A2: Who they are is they’ve probably one of the fastest growing companies in China, I think they’re fairly close to or have an ambition to be a Fortune500 company. They are, like I said, one of the biggest engine manufacturers in China, they make 600,000 engines a year, they make something like 200,000 forklifts, 150,000 heavy-duty vehicles, 30,000 buses, I think they’re approaching the second largest bus manufacturer in China.

What’s fantastic about them for us is they have their own market in terms of the fuel cells that we would manufacture with them would actually go into Weichai product.

So, they’re a very fast growing, ambitious and professional Chinese company.

 

Q3: So, what made you look at China in the first place and why now?

A3: If you look at other fuel cell companies, China is emerging as potentially the fastest growing market for fuel cells globally. So, we had a lot of success in the Japanese market, we’ve got existing partnerships with Nissan, with Honda, with Cummins in the United States but what’s driving China is really the air quality issue and the government is really getting behind clean technology investment in China now. So, we felt strategically it was no longer a case of being able to ignore the Chinese market, it was all about picking the right partner.

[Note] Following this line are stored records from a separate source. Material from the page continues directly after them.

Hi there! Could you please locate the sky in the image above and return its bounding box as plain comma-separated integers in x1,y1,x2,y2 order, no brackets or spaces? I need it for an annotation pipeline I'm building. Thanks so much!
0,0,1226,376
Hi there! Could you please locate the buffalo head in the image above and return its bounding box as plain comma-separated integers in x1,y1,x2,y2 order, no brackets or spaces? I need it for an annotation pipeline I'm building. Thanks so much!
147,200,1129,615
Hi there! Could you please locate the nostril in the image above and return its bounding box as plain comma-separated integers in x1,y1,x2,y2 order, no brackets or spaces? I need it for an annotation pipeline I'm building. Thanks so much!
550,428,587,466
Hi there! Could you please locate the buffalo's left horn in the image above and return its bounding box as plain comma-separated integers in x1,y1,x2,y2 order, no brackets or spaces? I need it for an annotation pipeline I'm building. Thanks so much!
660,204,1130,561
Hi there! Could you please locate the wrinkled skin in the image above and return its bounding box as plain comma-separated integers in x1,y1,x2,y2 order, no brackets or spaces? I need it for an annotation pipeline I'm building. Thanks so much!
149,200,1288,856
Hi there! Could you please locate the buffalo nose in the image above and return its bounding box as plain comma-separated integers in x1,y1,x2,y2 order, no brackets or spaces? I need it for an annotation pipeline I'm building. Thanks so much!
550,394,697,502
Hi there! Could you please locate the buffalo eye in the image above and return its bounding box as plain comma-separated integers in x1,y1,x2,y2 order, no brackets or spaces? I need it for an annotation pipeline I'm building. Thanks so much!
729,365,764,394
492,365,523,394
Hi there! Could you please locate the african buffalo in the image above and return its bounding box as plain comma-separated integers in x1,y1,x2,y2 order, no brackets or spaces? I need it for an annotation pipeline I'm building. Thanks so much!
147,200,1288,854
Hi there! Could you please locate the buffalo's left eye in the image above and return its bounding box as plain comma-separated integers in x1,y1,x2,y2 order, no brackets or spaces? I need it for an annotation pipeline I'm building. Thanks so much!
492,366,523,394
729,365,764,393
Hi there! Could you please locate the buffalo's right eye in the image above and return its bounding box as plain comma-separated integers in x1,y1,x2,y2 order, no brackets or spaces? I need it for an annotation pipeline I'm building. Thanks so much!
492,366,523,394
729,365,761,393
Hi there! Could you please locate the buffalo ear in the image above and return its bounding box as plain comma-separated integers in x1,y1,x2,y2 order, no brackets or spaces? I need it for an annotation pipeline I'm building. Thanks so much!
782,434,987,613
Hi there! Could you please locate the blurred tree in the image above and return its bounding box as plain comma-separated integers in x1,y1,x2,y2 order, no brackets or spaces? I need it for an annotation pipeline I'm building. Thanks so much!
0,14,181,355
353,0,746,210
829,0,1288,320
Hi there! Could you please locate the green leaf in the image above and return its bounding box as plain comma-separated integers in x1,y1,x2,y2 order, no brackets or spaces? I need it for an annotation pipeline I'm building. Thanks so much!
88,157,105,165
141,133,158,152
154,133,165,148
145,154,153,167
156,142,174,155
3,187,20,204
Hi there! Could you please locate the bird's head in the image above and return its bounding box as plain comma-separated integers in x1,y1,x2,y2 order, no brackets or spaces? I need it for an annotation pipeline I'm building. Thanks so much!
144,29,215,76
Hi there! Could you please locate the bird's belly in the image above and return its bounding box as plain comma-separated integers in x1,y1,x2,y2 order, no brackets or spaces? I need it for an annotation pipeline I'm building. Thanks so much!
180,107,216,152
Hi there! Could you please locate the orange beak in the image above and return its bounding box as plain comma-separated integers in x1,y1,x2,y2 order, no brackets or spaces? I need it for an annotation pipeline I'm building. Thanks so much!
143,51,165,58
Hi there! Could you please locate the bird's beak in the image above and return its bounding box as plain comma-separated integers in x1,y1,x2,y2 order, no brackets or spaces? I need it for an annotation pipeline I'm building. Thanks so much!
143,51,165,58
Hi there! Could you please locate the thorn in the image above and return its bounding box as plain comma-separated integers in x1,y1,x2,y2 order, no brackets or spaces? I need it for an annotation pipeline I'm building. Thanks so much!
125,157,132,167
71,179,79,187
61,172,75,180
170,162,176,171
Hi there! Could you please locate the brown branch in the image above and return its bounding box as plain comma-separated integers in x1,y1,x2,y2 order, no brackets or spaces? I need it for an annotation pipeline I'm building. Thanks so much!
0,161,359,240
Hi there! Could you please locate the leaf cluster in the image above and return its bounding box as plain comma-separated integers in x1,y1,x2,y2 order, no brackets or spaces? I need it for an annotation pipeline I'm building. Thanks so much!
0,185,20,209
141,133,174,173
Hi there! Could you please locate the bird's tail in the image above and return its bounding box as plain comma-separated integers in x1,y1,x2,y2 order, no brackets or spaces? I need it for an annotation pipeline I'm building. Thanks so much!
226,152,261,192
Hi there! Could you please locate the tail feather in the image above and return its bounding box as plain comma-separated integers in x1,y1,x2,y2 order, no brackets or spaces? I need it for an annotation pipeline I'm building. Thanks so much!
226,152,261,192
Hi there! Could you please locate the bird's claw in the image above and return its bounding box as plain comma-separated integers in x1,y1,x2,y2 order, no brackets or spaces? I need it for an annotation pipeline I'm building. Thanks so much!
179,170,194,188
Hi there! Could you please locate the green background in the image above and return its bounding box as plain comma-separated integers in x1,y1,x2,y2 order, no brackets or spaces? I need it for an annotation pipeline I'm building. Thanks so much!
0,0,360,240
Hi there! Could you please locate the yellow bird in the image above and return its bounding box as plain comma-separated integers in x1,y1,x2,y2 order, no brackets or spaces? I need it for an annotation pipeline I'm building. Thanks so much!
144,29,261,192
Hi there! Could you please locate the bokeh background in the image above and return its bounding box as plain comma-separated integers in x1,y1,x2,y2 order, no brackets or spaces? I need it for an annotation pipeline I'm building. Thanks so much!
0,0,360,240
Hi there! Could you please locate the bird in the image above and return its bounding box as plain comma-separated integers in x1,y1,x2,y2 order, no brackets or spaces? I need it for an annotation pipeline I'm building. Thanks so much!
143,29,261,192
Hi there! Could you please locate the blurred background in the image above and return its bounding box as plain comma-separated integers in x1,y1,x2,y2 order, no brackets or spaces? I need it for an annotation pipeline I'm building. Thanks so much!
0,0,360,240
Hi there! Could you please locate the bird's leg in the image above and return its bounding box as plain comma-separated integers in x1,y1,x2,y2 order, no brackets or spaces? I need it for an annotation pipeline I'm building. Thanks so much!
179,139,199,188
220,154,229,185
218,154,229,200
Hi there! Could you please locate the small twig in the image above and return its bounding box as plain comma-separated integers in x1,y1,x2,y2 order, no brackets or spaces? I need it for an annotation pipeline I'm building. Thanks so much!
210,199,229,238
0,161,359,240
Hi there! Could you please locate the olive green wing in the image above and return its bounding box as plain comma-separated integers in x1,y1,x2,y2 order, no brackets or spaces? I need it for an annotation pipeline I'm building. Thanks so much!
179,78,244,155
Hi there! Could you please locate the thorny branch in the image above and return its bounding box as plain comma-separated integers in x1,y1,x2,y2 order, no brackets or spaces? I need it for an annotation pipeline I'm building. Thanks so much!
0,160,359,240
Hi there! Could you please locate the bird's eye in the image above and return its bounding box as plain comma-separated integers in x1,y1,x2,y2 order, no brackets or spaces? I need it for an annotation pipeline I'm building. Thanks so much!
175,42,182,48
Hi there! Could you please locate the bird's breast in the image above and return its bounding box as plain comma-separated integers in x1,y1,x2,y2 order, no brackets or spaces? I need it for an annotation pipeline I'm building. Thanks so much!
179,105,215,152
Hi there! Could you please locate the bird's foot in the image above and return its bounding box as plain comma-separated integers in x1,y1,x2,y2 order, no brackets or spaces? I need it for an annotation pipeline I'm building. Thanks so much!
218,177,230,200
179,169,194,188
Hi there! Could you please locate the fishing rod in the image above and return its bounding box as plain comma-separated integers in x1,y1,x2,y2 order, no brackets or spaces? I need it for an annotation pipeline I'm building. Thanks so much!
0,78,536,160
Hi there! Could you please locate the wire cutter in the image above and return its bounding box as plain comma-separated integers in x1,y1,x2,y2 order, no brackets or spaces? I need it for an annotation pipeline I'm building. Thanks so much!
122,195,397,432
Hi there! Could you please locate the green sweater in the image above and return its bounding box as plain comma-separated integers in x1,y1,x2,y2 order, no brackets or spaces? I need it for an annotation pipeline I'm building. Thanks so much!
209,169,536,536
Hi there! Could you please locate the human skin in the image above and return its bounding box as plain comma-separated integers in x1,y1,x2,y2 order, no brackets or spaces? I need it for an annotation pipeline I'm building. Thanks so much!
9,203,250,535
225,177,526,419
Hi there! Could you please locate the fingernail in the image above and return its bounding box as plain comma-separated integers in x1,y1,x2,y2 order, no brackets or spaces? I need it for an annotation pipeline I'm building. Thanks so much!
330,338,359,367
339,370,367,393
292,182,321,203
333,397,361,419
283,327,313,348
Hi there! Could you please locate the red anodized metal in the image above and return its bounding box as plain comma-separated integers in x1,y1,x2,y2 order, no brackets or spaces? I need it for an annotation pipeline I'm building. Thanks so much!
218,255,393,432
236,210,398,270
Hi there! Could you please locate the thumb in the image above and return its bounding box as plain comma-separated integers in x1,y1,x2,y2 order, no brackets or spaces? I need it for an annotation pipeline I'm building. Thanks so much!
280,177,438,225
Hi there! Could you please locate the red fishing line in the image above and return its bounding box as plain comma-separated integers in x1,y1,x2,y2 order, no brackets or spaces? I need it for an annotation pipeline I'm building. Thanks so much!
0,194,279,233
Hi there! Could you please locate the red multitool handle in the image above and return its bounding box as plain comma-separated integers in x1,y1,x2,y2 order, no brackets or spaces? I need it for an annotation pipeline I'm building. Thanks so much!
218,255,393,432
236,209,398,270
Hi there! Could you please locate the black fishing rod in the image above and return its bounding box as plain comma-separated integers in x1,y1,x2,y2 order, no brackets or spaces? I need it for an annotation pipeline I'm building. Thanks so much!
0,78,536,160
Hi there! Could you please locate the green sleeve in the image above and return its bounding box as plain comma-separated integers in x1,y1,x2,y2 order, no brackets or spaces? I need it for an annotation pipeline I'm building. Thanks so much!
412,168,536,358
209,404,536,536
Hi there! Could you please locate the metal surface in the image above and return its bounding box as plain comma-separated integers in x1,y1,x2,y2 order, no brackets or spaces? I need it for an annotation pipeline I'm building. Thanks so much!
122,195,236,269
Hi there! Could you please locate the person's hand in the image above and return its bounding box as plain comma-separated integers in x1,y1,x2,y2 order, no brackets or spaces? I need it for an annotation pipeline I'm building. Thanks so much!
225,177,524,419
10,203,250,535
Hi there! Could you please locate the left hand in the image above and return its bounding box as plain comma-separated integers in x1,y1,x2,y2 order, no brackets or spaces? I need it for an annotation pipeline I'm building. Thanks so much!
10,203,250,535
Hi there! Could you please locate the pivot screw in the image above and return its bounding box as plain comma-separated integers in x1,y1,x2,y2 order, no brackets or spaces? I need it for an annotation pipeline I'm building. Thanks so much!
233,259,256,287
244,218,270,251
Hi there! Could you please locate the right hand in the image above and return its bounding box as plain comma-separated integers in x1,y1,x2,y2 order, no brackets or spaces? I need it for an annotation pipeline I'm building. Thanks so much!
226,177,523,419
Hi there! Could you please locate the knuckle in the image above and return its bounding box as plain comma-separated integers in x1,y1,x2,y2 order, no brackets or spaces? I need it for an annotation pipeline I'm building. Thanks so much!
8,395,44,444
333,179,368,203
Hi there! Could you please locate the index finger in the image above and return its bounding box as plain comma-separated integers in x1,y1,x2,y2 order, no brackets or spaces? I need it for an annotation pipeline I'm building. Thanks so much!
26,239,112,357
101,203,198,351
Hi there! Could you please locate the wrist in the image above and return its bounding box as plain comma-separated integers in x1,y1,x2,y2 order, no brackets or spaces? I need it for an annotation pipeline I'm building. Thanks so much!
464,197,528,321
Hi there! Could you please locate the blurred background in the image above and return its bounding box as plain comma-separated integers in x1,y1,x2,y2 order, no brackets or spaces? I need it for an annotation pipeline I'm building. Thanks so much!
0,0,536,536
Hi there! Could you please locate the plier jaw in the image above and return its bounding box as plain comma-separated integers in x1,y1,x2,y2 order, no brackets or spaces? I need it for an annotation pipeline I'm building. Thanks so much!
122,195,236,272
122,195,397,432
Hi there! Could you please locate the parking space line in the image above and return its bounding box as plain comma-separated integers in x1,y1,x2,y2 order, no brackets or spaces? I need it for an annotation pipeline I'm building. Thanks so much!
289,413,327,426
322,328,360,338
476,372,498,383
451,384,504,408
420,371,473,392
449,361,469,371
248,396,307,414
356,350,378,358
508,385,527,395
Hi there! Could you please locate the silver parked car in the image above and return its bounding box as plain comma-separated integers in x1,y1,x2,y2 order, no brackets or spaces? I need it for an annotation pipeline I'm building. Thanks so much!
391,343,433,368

Why Weichai? Again, it’s just the size and scale and the capability of the company, in actual fact, Weichai approach us so there’s a little bit of serendipity but they obviously looked at several fuel cells companies and they came, and they concluded that because of the SteelCell™ technology and our ability to work with multiple fuels, we were a perfect technology for them that goes into a portfolio of their products.

 

Q4: What does this all mean for Ceres Power going forward?

A4: I think it means a couple of things, one is it provides us with significant funding for the business which is fantastic. We did say that we were intending to get strategic investment into the company so this is subject to PRC approval in China but that would provide significant funds for us to execute what we need for the business going forward.

It gives us big validation of the business model in terms of, again, it’s a second go to market partners who’s licencing the technology into products with an intention to launch products.

The third thing it does is it also gives us a route into high volume manufacturing though this joint venture which we would retain a significant stake in going forward. If you look at China in general, if you look at what they’ve done with solar and batteries, we think that establishing volume in China would help us get down the cost curve and establish SteelCell™ as one of the industry standards.